Lack of transparency
When the researcher first joined the platform the rating system was fairly transparent, in that freelancers were judged on the scores given for projects, with higher value projects given more weight in determining their overall score. When this approach failed to differentiate between freelancers, however, a more opaque algorithm was used instead.
The introduction of the algorithm significantly reduced the number of freelancers awarded the highest scores, and this helped to create a sense of paranoia around their scores, not least due to the lack of transparency around how the scores were constructed and how they might seek to improve them.
“What surprised me the most was that the highest performers and most experienced freelancers on the platform didn’t necessarily gain any advantage in terms of figuring out how the algorithm worked,” the researcher says. “Generally, those who do well in a system are able to figure out what’s going on to some extent. But in this context, even people whose scores hadn’t changed were very much on edge.”
Reacting to the system
Some freelancers reported that they tried to experiment in an attempt to understand how the system was rating them. Others, however, responded by constraining their activity in a bid to avoid the system entirely, such as by encouraging clients to move work off of the platform as quickly as possible.
The study suggests that the path taken by any given freelancer depended largely on the dependence on the platform for their income and whether they had experienced a fall in their score previously or not.
For instance, highly-rated freelancers who also got a lot of their income from the platform were heavily influenced by any recent fall in their score, with those freelancers tending to experiment to try and return their score to its former status. If no such fall had occurred, then freelancers would adopt the second strategy in order to try and protect their score.
The whole system is highly precarious, as while performance appraisals in traditional employment are designed, at least in part, to help elicit improvements in performance, on gig economy platforms they are designed largely to weed out the poorer performers and help buyers gravitate towards the top performers.
“For the platforms, it’s about them optimizing their overall dynamics; their primary goal is not to help workers improve,” the author says. “For people’s day-to-day lived experiences, especially when they’re relying on the platform for work, this can be very frustrating and difficult.”
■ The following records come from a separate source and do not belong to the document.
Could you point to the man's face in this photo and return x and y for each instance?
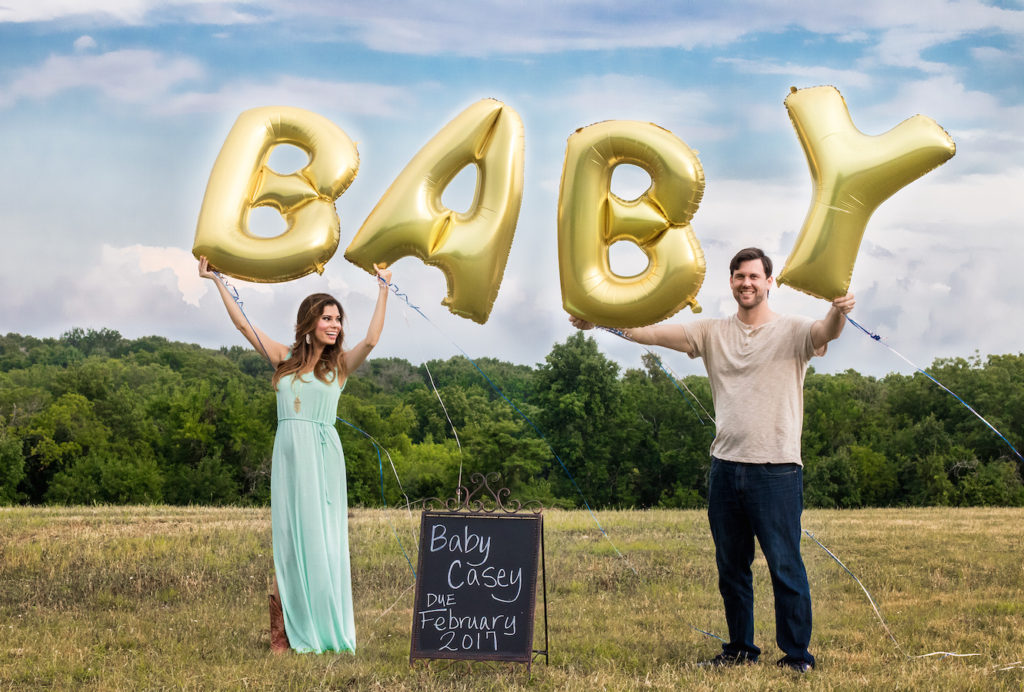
(750, 286)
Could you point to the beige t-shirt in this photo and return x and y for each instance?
(757, 384)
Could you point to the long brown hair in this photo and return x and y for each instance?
(331, 363)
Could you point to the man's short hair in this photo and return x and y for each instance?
(745, 255)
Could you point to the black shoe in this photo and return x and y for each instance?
(800, 666)
(725, 659)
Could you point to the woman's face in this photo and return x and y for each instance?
(328, 327)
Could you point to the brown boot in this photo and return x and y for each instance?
(279, 638)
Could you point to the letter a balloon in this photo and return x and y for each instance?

As is so often the case, it is those who are most vulnerable and most dependent on the platforms that are most likely to be living in this “invisible cage”.
“The hope of bringing this invisible-cage metaphor to the forefront is to bring awareness to this phenomenon, and hopefully in a way that people can relate to,” the author concludes. “Of course, even when we become aware of it, it’s difficult to know what to do, given the complexity of these systems and the rate at which their algorithms change.”